A recent Employment Appeal Tribunal case, Coles v Ministry of Defence, examined whether Article 6 is concerned only with the provision of information, or whether it gives temporary agency workers an additional right to apply for internal vacancies on an equal footing with permanent employees.


The MoD employed a mix of permanent employees and temporary agency workers at its organisation in Wales. Coles was an agency worker, with a temporary role as a technical liaison officer. When the MoD embarked on a substantial restructuring exercise, it placed 530 permanent employees into a redeployment pool. Any internal vacancies were advertised internally and all workers could see which vacancies were available, but permanent employees in the redeployment pool were given priority consideration for vacancies at their current level.

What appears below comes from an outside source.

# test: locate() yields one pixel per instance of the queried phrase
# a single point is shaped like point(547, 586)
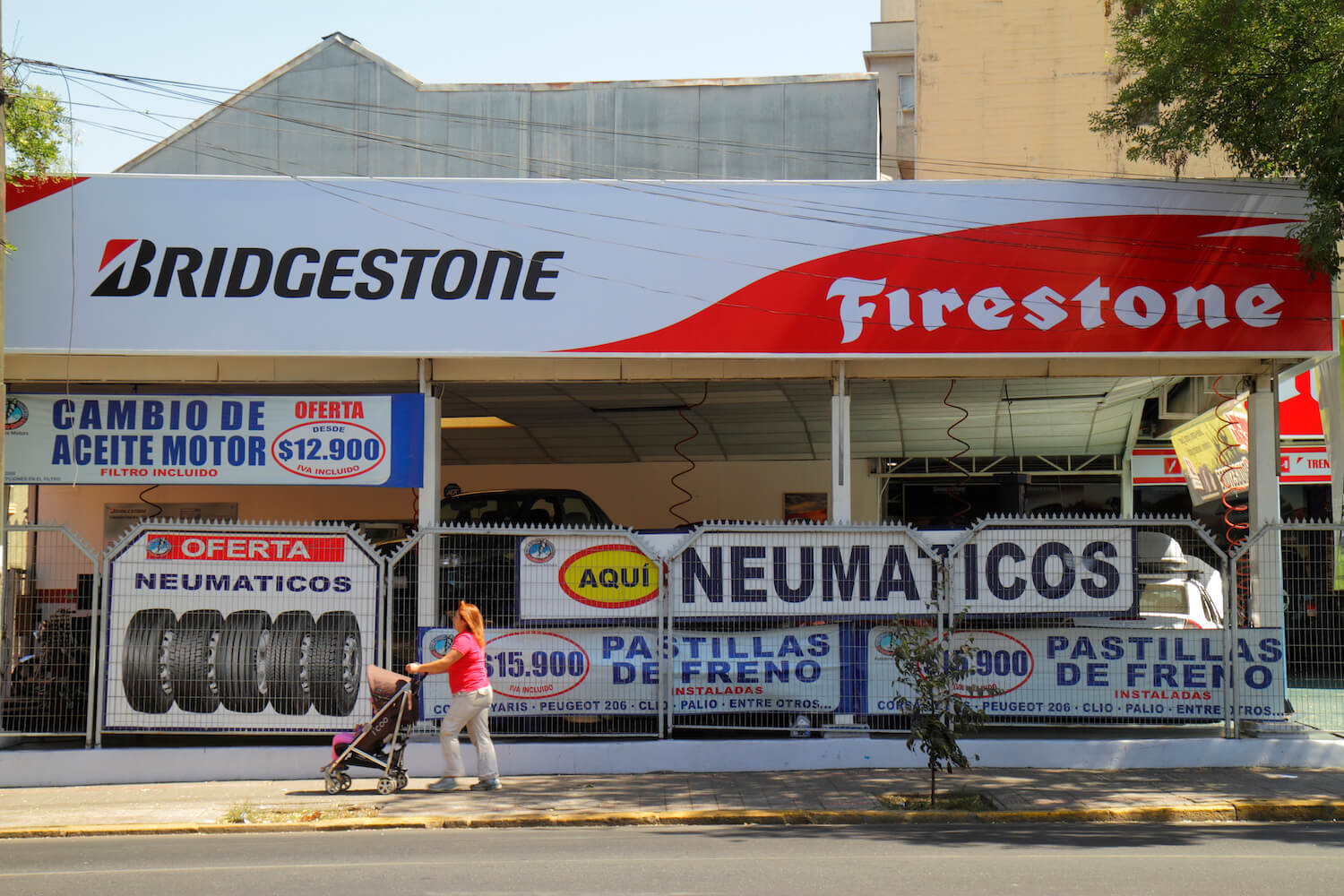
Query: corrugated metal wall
point(339, 109)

Coles argued that this prioritisation denied him the opportunity to apply for the position that he had temporarily held. He claimed that this was a breach of Article 6 of the directive, on the basis that he was not given the same opportunity to find permanent work as other workers in the organisation.

Tribunal and EAT

The employment tribunal disagreed with Coles and found against him. He appealed. The Employment Appeal Tribunal agreed with the tribunal and dismissed the appeal. It held that although temporary agency workers do have various rights relating to equal treatment with regard to, for example, working time and pay, Article 6 only refers to providing equal information about vacancies. The provision does not prevent permanent employees from being given preferential treatment when it comes to filling such vacancies.

Although the inclusion of the words the “same opportunity” in the directive may be slightly confusing because they could be interpreted broadly, the EAT was very clear that the purpose and meaning of Article 6 is simply that information relating to a vacancy must be provided to temporary agency workers, and any other types of worker, in an equally useful form and at an equally convenient time. The directive does not restrict the terms on which employment might be offered or prevent priority consideration being given to permanent employees over temporary agency workers.


This case is a useful clarification of the meaning and purpose of Article 6 of the temporary agency workers directive and of the limitations on the rights of agency workers. It will be a great relief to employers who will be encouraged by the finding that they will be well within their rights to give first refusal on any vacancies to existing permanent employees, provided they make information about internal vacancies readily available to workers of all types.